One of the hints at Microsoft changing their mind is SharePoint 2013’s App model. It’s not about the idea of integrating information and functionality from various sources – you could do that all the time with HTML. It’s about selling a hosted version of SharePoint a.k.a. Software as a Service. This will create a steady flow of income, a single version to support, and make technical and legal efforts to induce upgrades unnecessary.
Without the Apps SharePoint 2013 is merely a maintenance release. Well done and worth the upgrade but just a maintenance release.
Another hint is the inevitability of tiles in Windows 8 and Windows 2012 Server. Not the tiles themselves but Microsoft’s efforts to make you use them. Microsoft is quite good at creating user friendly software. They know for shure that tiles make no sense for desktop computers.
But the success of Apple’s business model certainly made Microsoft green with envy. So getting customers used to Microsoft’s phone and tablet UI probably seemed like a good idea. Users would get interested in having those familiar tiles on their phones and tablets, too. And companies would sense that integrating Windows-based devices with their infrastructure should be easier than with Android or iOS based devices.

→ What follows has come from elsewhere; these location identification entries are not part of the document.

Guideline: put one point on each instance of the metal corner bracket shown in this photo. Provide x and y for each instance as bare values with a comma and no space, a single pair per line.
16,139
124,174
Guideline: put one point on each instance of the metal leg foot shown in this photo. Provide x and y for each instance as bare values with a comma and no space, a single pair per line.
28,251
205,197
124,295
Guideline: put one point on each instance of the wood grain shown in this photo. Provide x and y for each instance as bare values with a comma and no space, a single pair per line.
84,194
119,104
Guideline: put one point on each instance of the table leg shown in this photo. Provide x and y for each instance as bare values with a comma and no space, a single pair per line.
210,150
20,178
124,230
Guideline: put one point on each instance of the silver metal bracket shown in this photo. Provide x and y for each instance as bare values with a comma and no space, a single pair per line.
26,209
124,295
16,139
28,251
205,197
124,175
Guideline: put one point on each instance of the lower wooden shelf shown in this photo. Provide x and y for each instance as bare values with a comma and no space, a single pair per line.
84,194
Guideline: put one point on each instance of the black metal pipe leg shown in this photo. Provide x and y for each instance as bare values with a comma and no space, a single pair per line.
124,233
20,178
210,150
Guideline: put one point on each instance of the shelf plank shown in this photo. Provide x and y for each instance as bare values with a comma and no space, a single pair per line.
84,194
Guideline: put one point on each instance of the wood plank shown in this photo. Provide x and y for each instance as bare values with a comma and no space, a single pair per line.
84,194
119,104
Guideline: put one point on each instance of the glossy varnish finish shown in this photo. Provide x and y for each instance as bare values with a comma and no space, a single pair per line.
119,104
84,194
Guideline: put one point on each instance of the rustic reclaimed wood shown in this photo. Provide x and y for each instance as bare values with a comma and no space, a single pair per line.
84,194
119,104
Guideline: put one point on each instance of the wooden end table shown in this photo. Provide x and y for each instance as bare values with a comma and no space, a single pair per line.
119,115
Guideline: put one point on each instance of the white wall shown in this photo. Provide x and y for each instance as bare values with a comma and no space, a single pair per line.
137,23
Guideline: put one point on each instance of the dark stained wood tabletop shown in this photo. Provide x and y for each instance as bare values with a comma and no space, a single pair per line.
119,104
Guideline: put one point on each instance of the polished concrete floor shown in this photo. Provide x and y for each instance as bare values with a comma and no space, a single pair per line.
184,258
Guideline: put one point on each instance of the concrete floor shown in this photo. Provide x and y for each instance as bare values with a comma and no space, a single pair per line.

Listing all the reasons why this isn’t going to work would fill a post in itself. Let’s just say that Microsoft could have succeeded in mobile land with Google’s approach of creating an open eco system. But not with Apple’s walled garden. Microsoft isn’t Apple and whether Apple is successfull without Steve Jobs is yet to be seen anyway.
There we go …
So my answer is that it is going to a new business model. And if you spot a change or feature that doesn’t make sense from a technical perspective, there probably wasn’t a technical reason behind it :-).
Microsoft’s sledge hammer approach to get their way often makes them look clumsy. And they are notoriously late to the party. Like to the Internet. But this company’s ability to reinvent itself is only comparable to Madonna’s.
Trying to fix the business model under their software is a sensible first step. The pricing of Office 365 makes it questionable whether they really understood where they are going though.
The next step could be to get out of the consumer market if they cannot stop their slide to irrelevancy. That would actually be quite funny as that’s how IBM solved it’s problems in the PC market and Microsoft certainly never wanted to be like IBM.
In any case I have no doubt Microsoft will still be successfull in 2015 or 2020. And making money from working for their customers that’s all I need to know.